Growth and Architectural Response of Beech Seedlings to Canopy Removal and Soil Compaction from Selective Logging

Abstract

Logging operations change the forest environment by creating a heterogeneous canopy with a range of different microenvironments that differ mostly in light intensity and level of soil disturbance. In this study, the growth characteristics and architecture of beech (Fagus orientalis Lipsky) seedlings grown in three different microenvironments in terms of canopy and soil conditions were investigated. The experimental treatments (microenvironments) included skid trail (removal of canopy and compacted soil), winching corridor (natural canopy and compacted soil), felling gap (removal of canopy and natural soil), and comparison with the control area (canopy and soil in natural state). The results showed that the status of many growth and architectural indicators of seedlings is significantly less favorable than in the control area. These indicators include the length and biomass above and below ground, and the ratio of root length to stem length in the skid trails and winching corridors. The status of these indicators was, however, more favorable in felling gaps than in the control area. The seedling quality index decreased by −12.2% and −4.9% in skid trails and winching corridors, respectively, but increased by 2.4% in felling gaps compared to the control area.
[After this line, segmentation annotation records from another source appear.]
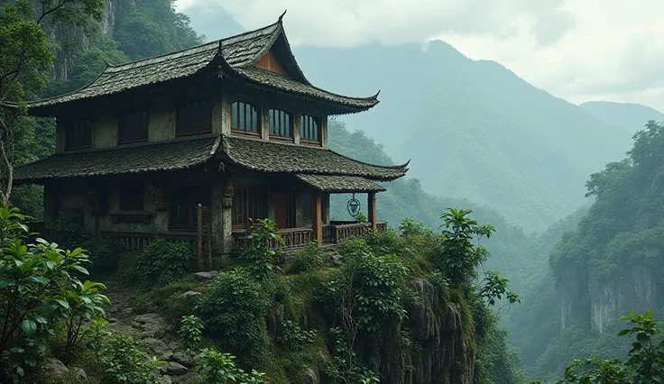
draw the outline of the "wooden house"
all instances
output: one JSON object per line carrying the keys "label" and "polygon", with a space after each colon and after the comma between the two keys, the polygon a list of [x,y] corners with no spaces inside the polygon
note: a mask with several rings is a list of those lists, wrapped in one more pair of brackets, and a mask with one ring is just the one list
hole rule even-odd
{"label": "wooden house", "polygon": [[[408,163],[367,164],[327,148],[328,116],[377,104],[377,94],[349,97],[309,83],[280,17],[109,65],[81,89],[31,103],[31,114],[56,118],[56,153],[17,168],[14,182],[44,186],[44,231],[67,213],[134,250],[157,237],[196,243],[199,204],[206,243],[221,253],[242,248],[251,218],[273,219],[287,247],[338,242],[384,230],[377,182],[407,171]],[[367,194],[370,224],[330,221],[333,193]]]}

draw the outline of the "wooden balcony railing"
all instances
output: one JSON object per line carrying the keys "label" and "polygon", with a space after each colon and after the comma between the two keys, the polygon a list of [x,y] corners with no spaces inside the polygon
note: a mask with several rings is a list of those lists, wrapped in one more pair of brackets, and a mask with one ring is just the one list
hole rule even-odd
{"label": "wooden balcony railing", "polygon": [[[243,239],[246,236],[245,231],[236,231],[233,233],[233,251],[239,251],[249,246],[249,240]],[[313,232],[311,228],[288,228],[279,231],[279,234],[283,239],[283,247],[289,250],[304,247],[313,239]],[[277,243],[272,244],[276,248]]]}

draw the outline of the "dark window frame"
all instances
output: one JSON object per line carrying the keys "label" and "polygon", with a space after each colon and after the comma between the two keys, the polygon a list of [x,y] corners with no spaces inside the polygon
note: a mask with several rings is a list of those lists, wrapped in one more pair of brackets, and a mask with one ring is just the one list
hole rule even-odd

The growth characteristics and biomass of seedlings had a significant negative correlation (p < 0.01) with soil bulk density and penetration resistance and a significant positive correlation (p < 0.05) with soil porosity, moisture, and organic matter content. These results showed that the creation of a gap in the stand canopy due to the cutting of individual trees created a favorable micro-environment for the growth of seedlings, but the soil compaction caused by logging operations created an unfavorable micro-environment for these. Therefore, it is necessary to plan and execute the operation of extracting the cut trees in such a manner as to reduce the extent and severity of soil compaction with the goal of preserving and maintaining the stability of the forest ecosystem.